Nebraska Health Officials File Disciplinary Petition Against Doctor Linked to Hepatitis C Outbreak
Nebraska Health and Human Services System officials on Tuesday began disciplinary action against Dr. Tahir Javed, who operated a Fremont, Neb.-based clinic where at least 99 patients became infected with hepatitis C because of substandard infection control at the clinic, the AP/Long Island Newsday reports (O'Hanlon, AP/Long Island Newsday, 7/29). Clinic officials discovered the outbreak in October 2002, and the clinic was officially closed within a month. Health officials speculated that the infections may have occurred when a worker at the clinic, which specializes in chemotherapy and hematology, reused a contaminated needle and syringe to treat several people. Another possibility is that a worker used a contaminated needle to draw medication, thereby polluting the vial. Health officials sent letters to 612 patients who had received treatment between March 2000 and December 2001 advising them to get tested for hepatitis C (Kaiser Daily HIV/AIDS Report, 11/20/02). NHHSS's petition against Javed alleges that one of the patients infected at the clinic died. The petition also charges Javed -- who has since returned to Pakistan -- with unprofessional conduct, stemming from allegations that Javed had a sexual relationship with one of his patients, falsely told her that she had a terminal illness, impersonated other doctors and attempted to cancel laboratory work and discouraged the patient from seeking other medical advice. The charge could lead to a revocation of Javed's medical license, the AP/Newsday reports.
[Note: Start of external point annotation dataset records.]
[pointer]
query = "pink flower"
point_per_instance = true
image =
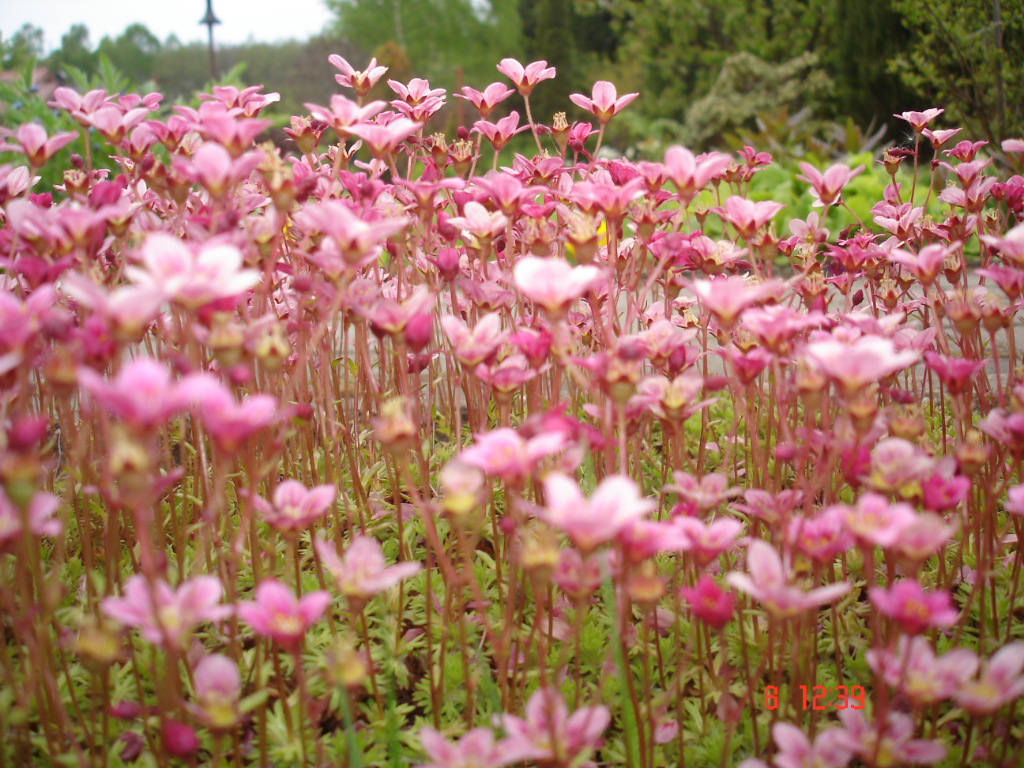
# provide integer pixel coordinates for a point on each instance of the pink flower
(768, 583)
(192, 276)
(709, 602)
(604, 104)
(500, 133)
(295, 508)
(549, 733)
(892, 739)
(475, 750)
(227, 422)
(796, 751)
(689, 174)
(827, 186)
(485, 102)
(613, 506)
(360, 571)
(142, 395)
(525, 78)
(553, 284)
(919, 120)
(921, 676)
(504, 454)
(278, 614)
(32, 142)
(1000, 682)
(360, 82)
(41, 519)
(854, 366)
(166, 616)
(912, 608)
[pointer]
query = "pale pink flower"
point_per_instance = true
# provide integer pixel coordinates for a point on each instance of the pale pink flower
(691, 174)
(504, 453)
(295, 507)
(827, 186)
(856, 365)
(192, 275)
(278, 614)
(912, 608)
(605, 102)
(549, 734)
(500, 133)
(1000, 682)
(360, 572)
(358, 81)
(474, 750)
(525, 78)
(553, 284)
(473, 346)
(34, 143)
(167, 616)
(915, 672)
(614, 505)
(768, 583)
(745, 215)
(892, 739)
(919, 120)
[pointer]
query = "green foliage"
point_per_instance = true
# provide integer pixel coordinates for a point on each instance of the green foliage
(969, 56)
(440, 38)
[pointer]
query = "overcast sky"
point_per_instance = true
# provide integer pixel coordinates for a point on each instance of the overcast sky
(261, 20)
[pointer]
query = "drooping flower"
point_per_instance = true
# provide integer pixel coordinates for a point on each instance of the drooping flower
(295, 507)
(605, 102)
(360, 572)
(913, 609)
(590, 522)
(767, 582)
(549, 733)
(278, 614)
(167, 616)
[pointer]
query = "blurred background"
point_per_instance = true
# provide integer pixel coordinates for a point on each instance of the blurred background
(793, 77)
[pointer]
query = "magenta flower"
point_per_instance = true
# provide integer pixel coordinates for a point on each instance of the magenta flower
(360, 572)
(360, 82)
(913, 609)
(278, 614)
(167, 616)
(827, 186)
(142, 394)
(768, 583)
(920, 120)
(525, 78)
(553, 284)
(475, 750)
(605, 102)
(613, 506)
(709, 602)
(485, 102)
(549, 734)
(295, 508)
(1001, 682)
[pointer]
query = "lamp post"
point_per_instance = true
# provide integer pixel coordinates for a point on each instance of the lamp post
(210, 19)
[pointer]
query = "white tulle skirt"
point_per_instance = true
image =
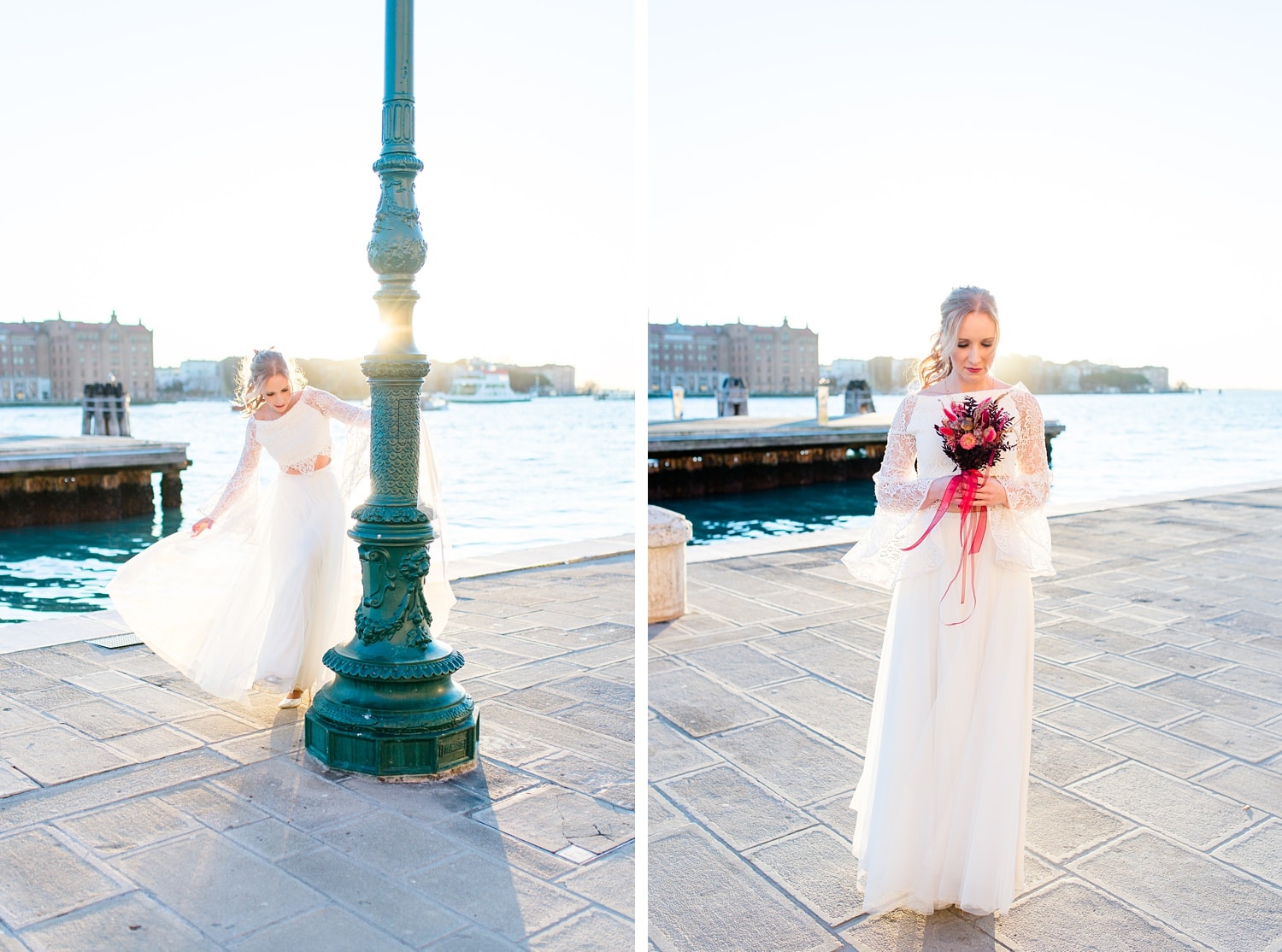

Richard Nelson, NHHSS head of regulation and licensure, said that the state is also investigating other clinic personnel in connection with the outbreak and could file other charges soon. Nelson declined to say if the health system would file charges against the nurse who is thought to have reused syringes or if action would be taken against other health care providers who did not notify health officials about the conditions witnessed in Javed's clinic. Patients have filed at least 70 lawsuits against Javed and the clinic, the AP/Newsday reports. Dr. Alexandre Macedo De Oliveira, a CDC epidemic intelligence service officer, said that the Freemont outbreak is the "largest [hepatitis C outbreak] of its kind in the nation, and perhaps the world," according to the AP/Newsday (AP/Long Island Newsday, 7/29).